When they get reminded that Jesus hated wealth and had absolutely unmistakeable opinions about rich people, they’ll come up with all sorts of reasons why it’s okay for them to be wealthy, because being poor.. well, see below, but being poor is the worst.
They’ll raise up huge, gaudy idols–sorry, monuments–to their religion and make us all wonder how many starving kids they could have fed with that money. (They’re not being graded by their god on their architecture or the size of their megachurch buildings, but on their love and charity–so I see no reason why I should evaluate them differently.)
They’ll rail against poor people and begrudge them every single nickle and penny parsed out from squeaking-tight purses, then judge any person receiving charity for every little way those poor people choose to spend that money, even screaming and yelling and sniping at total strangers in supermarket checkout lines to shame someone who’s already ashamed enough as it is–because giving someone charity automatically means that every single person in society gets to oversee the private decisions and personal lives of any person receiving that tiny bit of charity, and toxic Christians have internalized very well the lesson that all poor people, whether receiving public assistance or not, are evil scumbag sub-humans who bear the Mark of Cain and so therefore are totally safe targets to abuse.

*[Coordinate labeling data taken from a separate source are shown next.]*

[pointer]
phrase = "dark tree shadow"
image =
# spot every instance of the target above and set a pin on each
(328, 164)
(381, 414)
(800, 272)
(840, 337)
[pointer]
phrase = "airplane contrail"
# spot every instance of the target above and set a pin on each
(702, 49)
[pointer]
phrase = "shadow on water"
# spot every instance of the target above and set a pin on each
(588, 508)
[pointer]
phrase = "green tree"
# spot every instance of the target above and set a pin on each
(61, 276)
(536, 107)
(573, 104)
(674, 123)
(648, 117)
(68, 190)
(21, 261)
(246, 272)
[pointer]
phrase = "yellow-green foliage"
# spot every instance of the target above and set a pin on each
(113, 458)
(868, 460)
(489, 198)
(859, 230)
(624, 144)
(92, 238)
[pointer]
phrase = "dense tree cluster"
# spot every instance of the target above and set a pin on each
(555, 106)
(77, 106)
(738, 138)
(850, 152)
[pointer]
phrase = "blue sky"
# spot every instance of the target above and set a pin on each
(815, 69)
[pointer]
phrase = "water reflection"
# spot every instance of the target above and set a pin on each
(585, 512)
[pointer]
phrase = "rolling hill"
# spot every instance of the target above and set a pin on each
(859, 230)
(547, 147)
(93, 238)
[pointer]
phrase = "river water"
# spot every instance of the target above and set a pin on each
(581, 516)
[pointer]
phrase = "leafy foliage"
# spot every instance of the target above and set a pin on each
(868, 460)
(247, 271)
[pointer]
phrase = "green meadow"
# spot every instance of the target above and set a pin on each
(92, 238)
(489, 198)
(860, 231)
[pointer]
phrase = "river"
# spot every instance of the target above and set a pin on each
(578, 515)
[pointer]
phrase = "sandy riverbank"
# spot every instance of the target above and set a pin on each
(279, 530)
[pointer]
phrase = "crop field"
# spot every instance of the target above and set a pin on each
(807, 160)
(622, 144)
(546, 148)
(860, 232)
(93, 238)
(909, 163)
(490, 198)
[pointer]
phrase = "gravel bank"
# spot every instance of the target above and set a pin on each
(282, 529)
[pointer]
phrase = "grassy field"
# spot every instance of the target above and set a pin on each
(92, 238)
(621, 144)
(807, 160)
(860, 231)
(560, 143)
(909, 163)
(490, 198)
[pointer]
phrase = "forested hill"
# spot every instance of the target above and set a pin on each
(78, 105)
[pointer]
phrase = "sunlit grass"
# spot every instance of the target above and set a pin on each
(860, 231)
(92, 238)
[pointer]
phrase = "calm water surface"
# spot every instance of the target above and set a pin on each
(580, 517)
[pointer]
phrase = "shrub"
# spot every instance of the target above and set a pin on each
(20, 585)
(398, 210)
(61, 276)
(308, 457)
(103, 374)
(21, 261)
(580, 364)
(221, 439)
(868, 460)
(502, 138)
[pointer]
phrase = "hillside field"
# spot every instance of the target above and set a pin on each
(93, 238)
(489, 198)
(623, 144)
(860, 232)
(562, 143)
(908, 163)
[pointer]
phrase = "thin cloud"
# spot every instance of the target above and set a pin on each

They’ll short their own children as much as they humanly can in schools, then blame illegal immigrants for taking all the money that their oh-so-special kids should have gotten instead instead of providing enough money to feed everybody.
They’ll shriek and whine about “religious freedom” when it’s painfully obvious that what they really want is the power to trample other people’s religious choices and impose their desires on everybody else, like it or not.
In the absence of real persecution they’ll just make up first-world-style false persecution to make their own whining and hand-wringing seem less insufferable, then get even angrier and feel even more “persecuted” when nobody takes their stories seriously.
They’ll lie about science to their own children, hobbling and shackling those glorious little minds from reaching their full potential, and they will even physically hurt those children for the slightest display of courage or defiance or curiosity, all in the name of “training up a child the way he should go.” And oh, we could do post after post about how Christians hurt children in the name of “loving” them and “training them up,” but this post is getting long enough as it is.
Yeah, I think I see exactly what “the meaning of the season” is for Christians like the ones I’ve described.
It’s FUCK ALL’A Y’ALL, I’MA GET MINE.
No, thanks.
I prefer my holidays a little freer of rank hypocrisy, deliberate ignorance, and outright evil than that.